Tuesday, April 7, 2009

Who will lose under universal health care?

A lot of posts in the last couple days. I blame it on the end of semester crunch. I'm on the computer all the time to do work, and then I get distracted by Google Reader and start reading things that are more interesting than a final paper on teamwork, and...then I have to write about them.

At Stand and Deliver, Rixa is has just posted about discovering (at 8 1/2 months pregnant!) that her insurance company is going back on previous promises and will not cover her midwife. It got me thinking about a presentation I went to tonight by Dr. Nick Gorton. He does a lot of work in transgender health, and as part of our school's Trans Health Week (I know, how cool is that?) he came and gave a lecture. He discussed who covers sexual reassignment (hormone therapy, surgery) and who doesn't. Who does: a few city and state governments, some universities, some employers, Medicaid. Who doesn't: everyone else - including Medicare and the VA.

One of the things that really got me thinking was his discussion of what areas could be the big losers under universal health care. He had 4 main categories: reproductive health, transgender health, non-punitive drug treatment, and 1 other that I'm forgetting at the moment (sorry!)

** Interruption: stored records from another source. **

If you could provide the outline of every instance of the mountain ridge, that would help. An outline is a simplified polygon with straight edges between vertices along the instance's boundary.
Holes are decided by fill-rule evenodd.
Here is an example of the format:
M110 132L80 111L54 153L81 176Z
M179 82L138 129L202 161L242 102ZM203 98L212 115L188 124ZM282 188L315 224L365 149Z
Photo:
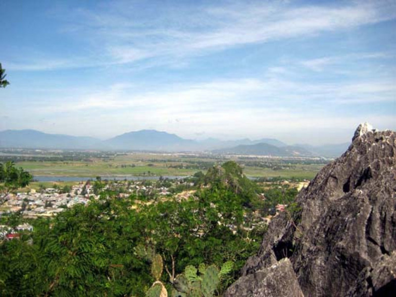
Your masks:
M62 134L50 134L34 129L0 131L0 147L58 149L99 149L102 150L136 150L150 151L207 151L232 148L239 145L255 145L266 143L281 149L274 149L274 156L320 155L304 147L293 154L285 153L293 146L289 146L275 138L263 138L251 140L248 138L221 140L208 138L201 140L186 139L175 134L154 129L132 131L101 140L89 136L75 136Z
M273 218L224 297L394 296L396 132L369 127Z

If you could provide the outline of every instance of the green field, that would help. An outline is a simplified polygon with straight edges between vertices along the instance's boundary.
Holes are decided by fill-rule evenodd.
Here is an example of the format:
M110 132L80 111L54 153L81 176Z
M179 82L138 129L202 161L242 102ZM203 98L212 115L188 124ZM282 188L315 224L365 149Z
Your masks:
M262 159L233 160L243 165L245 174L250 177L295 178L310 179L324 166L324 164L293 164L274 168L257 166ZM130 154L115 155L107 160L99 158L78 161L24 161L16 163L35 176L65 176L95 178L100 176L187 176L196 172L206 172L208 167L222 163L225 159L162 154ZM268 162L268 161L265 161ZM281 161L270 161L281 164ZM306 162L305 162L306 163ZM272 163L271 163L272 164ZM176 168L175 168L176 167Z

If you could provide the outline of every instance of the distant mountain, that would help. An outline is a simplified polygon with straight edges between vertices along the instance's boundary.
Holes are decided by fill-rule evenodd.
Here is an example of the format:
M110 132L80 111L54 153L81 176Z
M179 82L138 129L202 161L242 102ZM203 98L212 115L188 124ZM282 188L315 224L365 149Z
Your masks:
M125 133L104 142L114 149L148 151L191 151L198 144L174 134L156 130L141 130Z
M312 157L314 154L307 150L297 146L286 146L278 147L268 143L241 145L227 149L214 150L218 154L252 155L274 157Z
M284 142L274 138L262 138L257 140L250 140L248 138L236 140L220 140L216 138L208 138L198 141L200 147L205 150L215 150L224 148L230 148L238 145L249 145L257 143L268 143L278 147L287 146Z
M272 144L272 145L275 145L278 147L283 147L288 146L288 145L284 142L282 142L280 140L275 139L275 138L261 138L261 139L258 139L258 140L253 140L252 141L252 142L253 144L268 143L268 144Z
M48 134L36 130L0 131L0 147L87 149L99 146L100 142L93 137Z
M296 144L297 146L302 147L321 157L336 157L340 156L348 148L349 144L338 143L336 144L323 144L322 145L310 145L306 144Z
M192 140L156 130L129 132L101 141L93 137L49 134L35 130L6 130L0 131L0 147L171 152L209 151L220 153L279 156L334 157L345 151L348 144L318 146L298 144L291 146L274 138L256 140L248 138L235 140L208 138Z

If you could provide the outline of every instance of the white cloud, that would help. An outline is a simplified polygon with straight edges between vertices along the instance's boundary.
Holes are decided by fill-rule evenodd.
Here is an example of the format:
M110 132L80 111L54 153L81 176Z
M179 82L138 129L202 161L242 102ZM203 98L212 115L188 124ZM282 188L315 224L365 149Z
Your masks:
M347 30L396 17L393 1L358 1L338 5L306 5L269 1L225 2L194 8L164 6L147 11L139 5L119 1L95 10L62 10L63 18L76 35L91 48L92 57L77 56L26 63L9 61L10 68L48 70L92 67L159 59L171 64L186 57L245 45L280 39L312 37ZM101 7L101 8L100 8ZM66 28L67 29L67 28ZM81 54L83 55L83 54ZM95 57L95 58L94 58ZM93 59L94 58L94 59ZM325 59L325 58L321 58ZM93 62L92 61L95 61ZM320 70L325 60L309 62ZM321 64L321 63L322 64ZM312 64L313 63L313 64Z

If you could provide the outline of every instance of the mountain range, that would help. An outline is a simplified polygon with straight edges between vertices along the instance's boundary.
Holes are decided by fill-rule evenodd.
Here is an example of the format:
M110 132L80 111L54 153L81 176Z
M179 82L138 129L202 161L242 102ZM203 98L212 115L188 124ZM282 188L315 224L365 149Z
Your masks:
M155 130L129 132L105 140L90 137L49 134L30 129L0 131L0 147L2 148L211 151L222 154L334 157L340 155L347 146L347 144L321 146L307 144L290 146L274 138L227 141L208 138L194 140Z

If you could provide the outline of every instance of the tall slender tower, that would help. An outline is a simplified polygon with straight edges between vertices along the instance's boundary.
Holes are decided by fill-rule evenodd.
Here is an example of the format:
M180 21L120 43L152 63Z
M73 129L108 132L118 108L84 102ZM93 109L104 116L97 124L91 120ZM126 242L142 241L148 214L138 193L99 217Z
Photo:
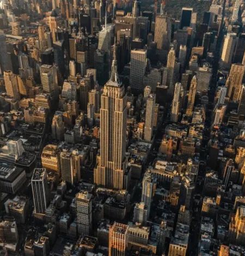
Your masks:
M109 256L125 256L128 226L114 222L109 231Z
M111 78L105 85L100 108L100 156L94 182L107 188L125 188L126 96L119 81L115 51Z
M183 95L184 92L181 83L176 83L175 84L174 99L171 108L170 120L173 122L176 122L178 120Z
M78 234L89 235L92 228L92 194L81 191L76 195L76 199Z
M45 218L48 206L48 187L45 168L36 168L32 178L32 193L34 205L34 215L39 219Z
M146 66L146 50L134 49L131 51L130 84L132 89L143 90L144 76Z
M141 194L141 202L148 206L148 217L150 215L151 210L151 199L154 195L156 188L155 179L150 170L146 171L142 181L142 193Z
M223 68L229 69L236 46L236 34L228 33L225 36L221 54L221 65Z
M4 72L5 87L8 96L10 96L16 99L20 99L20 93L18 88L17 76L15 76L11 71Z
M191 115L193 110L194 103L195 103L195 92L197 91L197 78L193 76L191 83L188 95L187 108L186 109L186 115Z
M174 91L174 64L175 62L175 51L172 47L168 54L167 63L167 86L169 95L173 96Z
M171 20L167 14L161 14L156 17L155 41L157 48L168 50L171 41Z
M155 94L150 94L146 100L145 127L144 130L144 139L148 142L151 141L151 137L152 136L155 103L156 95Z
M138 6L138 1L135 0L133 7L133 17L138 17L139 16L139 8Z

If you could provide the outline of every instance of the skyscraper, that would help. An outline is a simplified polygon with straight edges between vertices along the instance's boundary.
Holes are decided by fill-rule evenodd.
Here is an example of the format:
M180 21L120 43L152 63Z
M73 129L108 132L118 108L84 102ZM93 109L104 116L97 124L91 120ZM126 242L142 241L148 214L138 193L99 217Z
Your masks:
M228 96L230 100L238 101L242 88L242 80L245 72L245 65L232 64L230 69L226 86Z
M34 215L43 220L48 203L47 173L45 168L36 168L32 178L32 187L34 205Z
M136 204L133 209L133 221L142 224L145 224L147 221L148 208L144 203L140 202Z
M65 80L62 88L62 96L67 100L76 100L76 84L73 82Z
M150 94L146 100L145 126L144 129L144 139L149 142L151 141L152 136L155 103L156 95L155 94Z
M24 151L24 149L22 146L22 142L20 138L16 140L9 139L7 142L6 144L8 147L9 154L14 155L16 160L17 160Z
M176 122L178 120L181 114L180 111L183 96L184 92L181 83L176 83L174 89L174 99L171 107L170 120L173 122Z
M139 10L138 7L138 2L137 0L135 0L134 3L133 3L133 17L138 17L139 14Z
M228 185L228 182L231 175L231 173L234 170L234 162L232 159L229 159L226 162L223 178L223 184L225 187L225 188L227 187L227 185Z
M227 88L225 86L218 87L216 92L216 97L217 99L217 105L224 104L226 95Z
M197 92L207 92L211 78L211 70L207 66L199 68L197 70Z
M197 91L197 78L194 76L191 82L191 86L188 93L187 108L186 115L191 116L192 114L194 103L195 103L195 93Z
M19 92L17 76L14 75L12 71L7 71L4 72L3 77L7 95L17 100L19 99L20 95Z
M172 47L168 54L167 62L167 84L168 94L173 97L174 91L174 64L175 63L175 51Z
M237 21L241 3L241 0L236 0L235 2L235 4L234 4L232 16L231 17L231 22L232 23L235 23Z
M238 107L238 113L240 115L245 115L245 86L243 85L241 89L239 97L239 105Z
M180 18L180 29L182 29L184 27L189 27L192 19L193 8L183 7L182 8L181 17Z
M109 256L125 256L128 226L114 222L109 231Z
M94 106L95 113L100 112L100 92L94 89L89 92L89 103Z
M44 92L51 93L57 88L58 76L56 66L42 65L40 68L40 73Z
M142 181L142 193L141 202L148 206L148 218L150 215L151 200L154 195L156 182L150 170L147 170Z
M107 188L125 188L126 96L119 82L114 58L109 80L105 85L100 108L100 156L94 182Z
M52 137L54 139L63 141L65 132L62 112L56 111L52 121Z
M236 34L235 33L228 33L225 36L220 58L220 65L223 68L229 69L230 68L236 41Z
M180 46L180 51L179 52L179 61L180 63L180 66L182 70L184 70L186 60L186 54L187 53L187 48L186 45L181 45Z
M70 75L76 76L76 63L74 60L70 60L69 63Z
M76 194L76 199L78 234L89 235L92 228L92 194L81 191Z
M71 162L71 153L66 150L60 153L60 174L62 180L69 185L73 185L75 181Z
M54 172L59 174L60 162L58 154L59 154L56 145L48 144L43 149L41 159L42 166L48 171Z
M169 50L171 41L171 20L167 14L156 18L154 41L157 43L157 49Z
M146 50L134 49L131 51L130 85L133 90L141 91L144 87L144 76L146 67Z
M93 75L88 75L80 81L80 107L81 109L86 111L89 97L89 92L93 85Z

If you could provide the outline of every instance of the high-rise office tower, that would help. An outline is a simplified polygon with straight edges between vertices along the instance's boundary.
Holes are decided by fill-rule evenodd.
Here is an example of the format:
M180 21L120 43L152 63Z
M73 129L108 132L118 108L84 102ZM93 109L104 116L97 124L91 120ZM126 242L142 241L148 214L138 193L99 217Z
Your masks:
M177 223L169 245L168 256L186 256L189 241L189 226Z
M107 26L99 33L98 49L104 51L109 54L111 50L111 40L112 33L112 26Z
M45 29L43 26L39 26L38 28L38 39L40 40L45 40Z
M145 224L147 221L147 216L148 207L144 203L140 202L139 204L136 204L133 209L133 221L138 223Z
M233 58L235 63L242 63L243 56L245 54L245 33L240 34L236 42L236 49ZM244 65L245 63L243 64Z
M62 96L67 100L76 100L76 84L73 82L65 80L62 88Z
M147 170L142 181L141 202L148 206L148 218L150 215L151 200L156 189L156 182L150 170Z
M184 27L189 27L191 26L193 10L193 8L186 7L182 8L181 17L180 18L180 29L182 29Z
M89 127L92 127L94 124L95 107L93 104L88 103L87 106L87 120Z
M243 246L245 245L244 214L245 206L237 207L235 216L231 218L228 233L230 242Z
M100 86L105 84L108 78L109 62L108 53L97 49L94 55L94 67L97 71L97 79Z
M146 50L131 51L130 85L133 90L141 91L144 87L144 76L146 67Z
M48 204L47 173L45 168L34 169L32 178L32 187L35 217L43 220Z
M42 51L47 47L47 40L45 36L44 27L43 26L39 26L38 32L39 48Z
M58 87L57 69L51 65L42 65L40 68L41 82L45 92L51 93Z
M109 80L105 85L100 108L100 156L94 182L107 188L125 188L126 95L119 81L114 51Z
M54 139L63 141L64 132L63 113L56 111L52 121L52 137Z
M187 53L187 48L186 45L181 45L180 46L180 51L179 52L179 61L180 63L181 69L183 71L185 70Z
M69 70L70 76L76 76L76 62L74 60L70 60Z
M169 95L173 97L174 91L174 65L175 63L175 51L172 47L168 54L167 62L167 84Z
M232 64L230 69L226 86L230 100L238 101L242 88L242 80L245 72L245 65Z
M80 108L82 110L86 111L88 101L88 93L91 89L89 81L83 78L80 81Z
M63 150L59 156L60 160L60 174L62 180L69 185L73 185L75 181L71 161L71 153Z
M89 92L89 103L94 106L95 113L100 113L100 92L93 89Z
M187 108L186 109L186 115L191 116L192 114L194 104L195 103L195 93L197 92L197 77L194 76L191 82L191 86L188 93Z
M147 100L151 92L151 87L146 86L144 89L144 99Z
M230 180L231 173L235 169L234 162L232 159L229 159L226 162L226 164L224 171L224 176L223 178L223 184L226 188Z
M228 33L225 36L220 58L220 65L224 68L230 68L236 42L236 34L235 33Z
M78 234L89 235L92 228L92 194L81 191L76 194L76 199Z
M186 94L191 84L192 72L191 70L186 70L185 73L181 76L181 85L183 87L185 94Z
M28 69L29 68L28 55L24 53L19 54L18 60L20 69Z
M198 68L196 71L197 92L200 93L207 92L210 83L212 70L207 66Z
M222 123L226 109L226 105L217 105L214 111L213 126L219 126Z
M225 86L219 86L216 91L217 105L224 104L225 95L226 95L227 87Z
M133 13L132 16L133 17L138 17L139 16L139 9L138 6L139 2L137 0L135 0L134 3L133 3Z
M17 100L19 99L20 95L17 76L14 75L12 71L7 71L3 73L3 78L7 95Z
M14 155L16 160L17 160L24 151L21 139L16 140L9 139L7 142L6 145L8 147L9 154Z
M181 83L176 83L174 89L174 99L171 107L170 120L173 122L177 121L181 114L183 96L184 91Z
M109 256L126 256L128 226L114 222L109 231Z
M236 0L234 4L232 16L231 17L231 22L233 23L237 21L241 3L241 0Z
M42 149L41 159L42 166L48 171L59 174L59 152L56 145L48 144Z
M50 16L49 25L50 29L52 33L52 38L54 42L56 41L56 31L57 29L57 14L56 11L53 10Z
M167 14L158 15L156 18L154 41L157 48L168 51L171 42L171 20Z
M242 86L241 89L237 112L240 115L244 116L245 115L245 86L244 85Z
M146 100L145 126L144 128L144 139L149 142L151 141L152 136L155 103L156 95L155 94L150 94Z

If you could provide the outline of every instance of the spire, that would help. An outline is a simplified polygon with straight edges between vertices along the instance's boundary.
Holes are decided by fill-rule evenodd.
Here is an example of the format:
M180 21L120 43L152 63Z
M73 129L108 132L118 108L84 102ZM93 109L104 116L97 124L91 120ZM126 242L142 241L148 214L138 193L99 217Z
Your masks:
M118 62L117 60L115 42L114 45L113 60L112 60L112 72L111 74L110 81L112 82L119 81L118 74Z

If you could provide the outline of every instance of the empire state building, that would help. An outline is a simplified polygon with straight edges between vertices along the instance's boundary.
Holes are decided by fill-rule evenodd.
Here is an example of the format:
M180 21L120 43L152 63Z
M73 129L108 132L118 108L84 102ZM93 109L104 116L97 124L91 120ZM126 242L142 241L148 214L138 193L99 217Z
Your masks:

Obviously we hope that in a single-payer system, evidence-based medicine (e.g. midwifery care, access to birth control) would prevail. It seems to have prevailed to a greater extent in countries with that system - because it's cost-effective. But there are a lot of special interests in this country - we already saw them at work with Medicare Part D (drug coverage), essentially holding a government insurance plan hostage to the pharmaceutical companies.

There are also a lot of political third rails that the government will hesitate to touch. "I don't want my tax dollars going to..." has already worked for abortions under Medicaid, and just this year for reproductive health care funding. What else could it work for?

I want universal coverage as much as the next person, but Dr. Gorton did get me thinking about what might be sacrificed. If you're a transgender person seeking sex reassignment surgery, you probably don't have coverage for it. But in our current system, at least there's the possibility that you do, or could in the future. In a single-payer system, it's all or nothing. And that goes for every other kind of coverage, too. How can we protect a single-payer plan from special interests and political hot buttons?